Tenenboms Blick auf die Welt, ist der Blick eines erzkonservativen Libertären. Alles was nicht in das eigene Wertemuster passt, wird abgewertet und lächerlich gemacht. Kein Vorurteil und kein Klischee („typische Vertreter ihrer ethnischen Gruppe“), das nicht bemüht werden würde, um die Lacher auf seiner Seite zu haben. Dabei nutzt er das gesamte Repertoir der besorgten Bürger. Da wird von geöffneten Grenzen schwadroniert, lügende Intellektuelle und Politiker kolportiert, manipulierende Medien („ich bin Teil der deutschen Medien und weiß, wie sie funktionieren“) herausgekramt und von betrügenden und gewalttätigen Flüchtlingen geschwätzt.
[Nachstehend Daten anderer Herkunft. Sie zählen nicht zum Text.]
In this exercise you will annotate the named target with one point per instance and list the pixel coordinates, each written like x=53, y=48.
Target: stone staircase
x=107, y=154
Und um den Unsinn abzurunden, weiß Tenenbom auch, was in der Welt los ist: „Viel zu viele Muslime [sind] verrückt geworden – so ist das einfach derzeit.“ Gründe und Ursachen spielen bei Polemik doch keine Rolle. Und Recherchen hätten den Zeitrahmen des Buches wohl gesprengt.
Der Rechtsextremismus findet bei Tenenbom allerdings nicht statt. Keine Anschläge auf Flüchtlingsheime, keine Treibjagden, keine Mordversuche. Das hätte wohl dann doch die Käuferschichten dezimiert. Wollte man doch ganz offensichtlich das Sarrazin und Pirinçci-Publikum erreichen. Die kaufen ja offensichtlich jeden Mist. Am Ende halte ich es mit Tenenbom: „Was für eine Zeitverschwendung.“ ((Und Schade um die 14 Euro ist es auch noch.))
Mehr Informationen inklusive Leseprobe beim Suhrkamp Verlag.
Tuvia Tenenbom
Allein unter Flüchtlingen
Mit Fotos von Isi Tenenbom.
Aus dem amerikanischen Englisch von Michael Adrian und Bettina Engels
suhrkamp taschenbuch
Klappenbroschur
234 Seiten
€ 13,95
ISBN: 978-3-518-46758-9
Oh no, mein Kommentar ist verloren gegangen 🙁
Also Kurzfassung vom Roman eben: Danke für die tolle Rezension. Ich kann Tenenbom schon seit „Allein unter Deutschen“ nicht mehr ernst nehmen (Bild-Chefredakteur-Fanboy, ernsthaft?). Jetzt feiert er Frauke Petry ab. Anscheinend sind für Tenenbom alle weißen, christlichen Deutschen Nazis, AUSSER es ist wirklich ein Nazi, DANN sind ist diese Person obercool, revolutionär und traut sich was!!1!11!
„Allein unter Flüchtlingen“ klingt wie „Allein unter Deutschen“ in anderer Besetzung, und dank deiner Rezension weiß ich, dass ich es nicht lesen muss.